I heard that Lulu.com publishes calendars of very good quality, so I thought maybe I could use them for that Domai calendar people keep asking me about. But it turns out, like one might expect, that unless it's very artistic (as in veiled) nudity, then it comes under "pornography", and can't be sold on their site. A chat supporter told me it would have to be on a page only accessible by myself, which sounds like I can't sell it by them. (I'm not sure what such a page would be good for.)
I looked at a competitor, Blurb.com, and their FAQ sez:
Can I send you content that has nudity?
- If you want the formal answer to your question, please go to the Policies and Legal section of Blurb's Web site and review the End User License Agreement, section 4.
Blurb doesn't review, monitor, or edit content as it comes through, but our printer partners have the right to flag content and/or refuse to print anything that they deem to be pornographic or offensive. There are no hard and fast guidelines regarding this, but the closer it is to the "fine art" side of things, the safer it will generally be.
That's it in a nutshell, I'm afraid. There simply ain't no hard and fast guidelines in these areas. Anything is OK, until somebody makes a stink.

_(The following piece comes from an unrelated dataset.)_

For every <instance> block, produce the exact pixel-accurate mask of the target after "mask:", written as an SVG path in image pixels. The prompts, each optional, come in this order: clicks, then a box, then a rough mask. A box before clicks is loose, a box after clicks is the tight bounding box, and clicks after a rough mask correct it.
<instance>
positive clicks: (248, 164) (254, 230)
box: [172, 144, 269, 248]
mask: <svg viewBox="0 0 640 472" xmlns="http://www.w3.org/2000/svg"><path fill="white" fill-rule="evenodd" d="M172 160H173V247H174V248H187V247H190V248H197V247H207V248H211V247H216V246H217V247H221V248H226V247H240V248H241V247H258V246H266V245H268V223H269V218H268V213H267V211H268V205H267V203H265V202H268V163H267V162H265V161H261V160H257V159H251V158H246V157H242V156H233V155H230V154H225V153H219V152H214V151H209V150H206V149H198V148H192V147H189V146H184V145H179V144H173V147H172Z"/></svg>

Basically I'd like to publish a Domai calendar, but I don't want to have to deal with printing, distribution and taking orders. If anybody has an idea, I'm all ears.
2 comments:
I guess your book publisher is in a completely different arena, otherwise, it may be a more expensive route but still a possibility.
From what I see of the Domai nudes, there are plenty of samples where beaver and lips are not present Veiled is a nebulous term in itself, what needs to be covered?

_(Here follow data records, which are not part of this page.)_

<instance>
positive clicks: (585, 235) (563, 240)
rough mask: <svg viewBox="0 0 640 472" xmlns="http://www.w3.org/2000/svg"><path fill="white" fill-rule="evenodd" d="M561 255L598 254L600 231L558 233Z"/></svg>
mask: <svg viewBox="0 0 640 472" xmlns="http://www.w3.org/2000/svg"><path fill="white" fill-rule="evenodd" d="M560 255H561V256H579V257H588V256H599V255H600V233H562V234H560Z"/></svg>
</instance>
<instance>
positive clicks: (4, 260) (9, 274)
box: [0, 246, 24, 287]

A web published PDF then leaves the problem of control of print quality and how many punters end up getting their calendars not printed at Kinkos.
What about the Sun newspaper? Don't they have "Page 3" calendars, who is their printer?
"If anybody has an idea, I'm all ears."
Strike a deal with Private Media Group and have them distribute millions of copies through their chain of stores and other channels.